Speed of a Wave Motion

Speed of a Wave Motion

The speed of a mechanical wave, is clearly expected to depend upon the properties of the medium through which the wave is travelling. The medium could be a solid, liquid or a gas. All the media are characterized by their physical properties, like mass, density, elasticity and temperature.

Waves are a disturbance which moves through space. Mechanical waves such as waves which propagate through water need a medium (the water) for them to exist. Electromagnetic radiation waves such as light and radio waves do not need a medium and can travel through a vacuum. 

To understand the concept of wave motion, we need to know about the three basic properties of waves.

Speed of a Wave Motion

Wavelength:

Wavelength is denoted by λ. It it’s the distance between two consecutive crest and trough. Wavelength is measured in metres (m).

Amplitude:

The amplitude (y) for the wave is given by the distance from the centre line to the top of the crest or the tip of a trough, the amplitude of the wave tells about the energy of the wave and amplitude is measured in metres (m).

Frequency:

Frequency is denoted by the symbol f and it is the number of waves passing through a point in one second and it is measured in hertz (Hz).

Speed of a wave is measured in metres per second.
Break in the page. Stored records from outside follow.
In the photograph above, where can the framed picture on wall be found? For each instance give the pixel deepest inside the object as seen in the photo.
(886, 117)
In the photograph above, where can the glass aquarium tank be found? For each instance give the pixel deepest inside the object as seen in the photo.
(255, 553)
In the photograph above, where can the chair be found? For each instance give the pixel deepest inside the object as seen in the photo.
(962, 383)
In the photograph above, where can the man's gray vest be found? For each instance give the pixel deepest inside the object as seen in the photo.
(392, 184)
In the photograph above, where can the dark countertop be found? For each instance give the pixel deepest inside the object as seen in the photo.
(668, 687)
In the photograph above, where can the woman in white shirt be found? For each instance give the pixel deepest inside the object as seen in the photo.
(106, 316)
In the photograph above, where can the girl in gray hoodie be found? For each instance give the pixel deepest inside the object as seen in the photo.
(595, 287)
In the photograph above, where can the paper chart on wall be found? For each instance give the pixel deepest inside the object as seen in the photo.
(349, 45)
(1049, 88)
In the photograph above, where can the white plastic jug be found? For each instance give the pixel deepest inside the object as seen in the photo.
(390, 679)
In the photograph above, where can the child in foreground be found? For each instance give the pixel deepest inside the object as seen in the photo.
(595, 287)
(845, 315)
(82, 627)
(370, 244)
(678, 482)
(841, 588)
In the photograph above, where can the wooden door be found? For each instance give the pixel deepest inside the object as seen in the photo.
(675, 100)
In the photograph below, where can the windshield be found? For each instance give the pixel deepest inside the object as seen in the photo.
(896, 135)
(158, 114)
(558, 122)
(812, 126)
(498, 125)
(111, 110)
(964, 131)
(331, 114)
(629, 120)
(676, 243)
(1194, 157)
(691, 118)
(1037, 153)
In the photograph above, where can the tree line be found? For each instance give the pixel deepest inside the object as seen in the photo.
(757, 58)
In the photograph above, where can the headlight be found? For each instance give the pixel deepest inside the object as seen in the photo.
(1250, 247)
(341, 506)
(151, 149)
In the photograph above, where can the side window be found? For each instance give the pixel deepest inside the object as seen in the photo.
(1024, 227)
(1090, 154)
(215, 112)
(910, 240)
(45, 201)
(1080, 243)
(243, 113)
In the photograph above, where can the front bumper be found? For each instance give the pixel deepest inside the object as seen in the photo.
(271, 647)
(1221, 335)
The speed of light is 3 x 10⁸ m/ sec.

Waves are categorised based on the way they propagate:

Transverse Waves:

Waves in which the particles in their medium move at right angles to the direction of wave motion.

Longitudinal Waves:

Waves in which particles move in the direction of wave propagation.

Spring of waves on string depends upon the tension and mass density of the string and is given by:

Speed of a Wave (v) = √(T/μ).

From the above relation, we can say that wave speed on a stretched depends on the tension in the string and the linear density of the string and not on the frequency of the wave.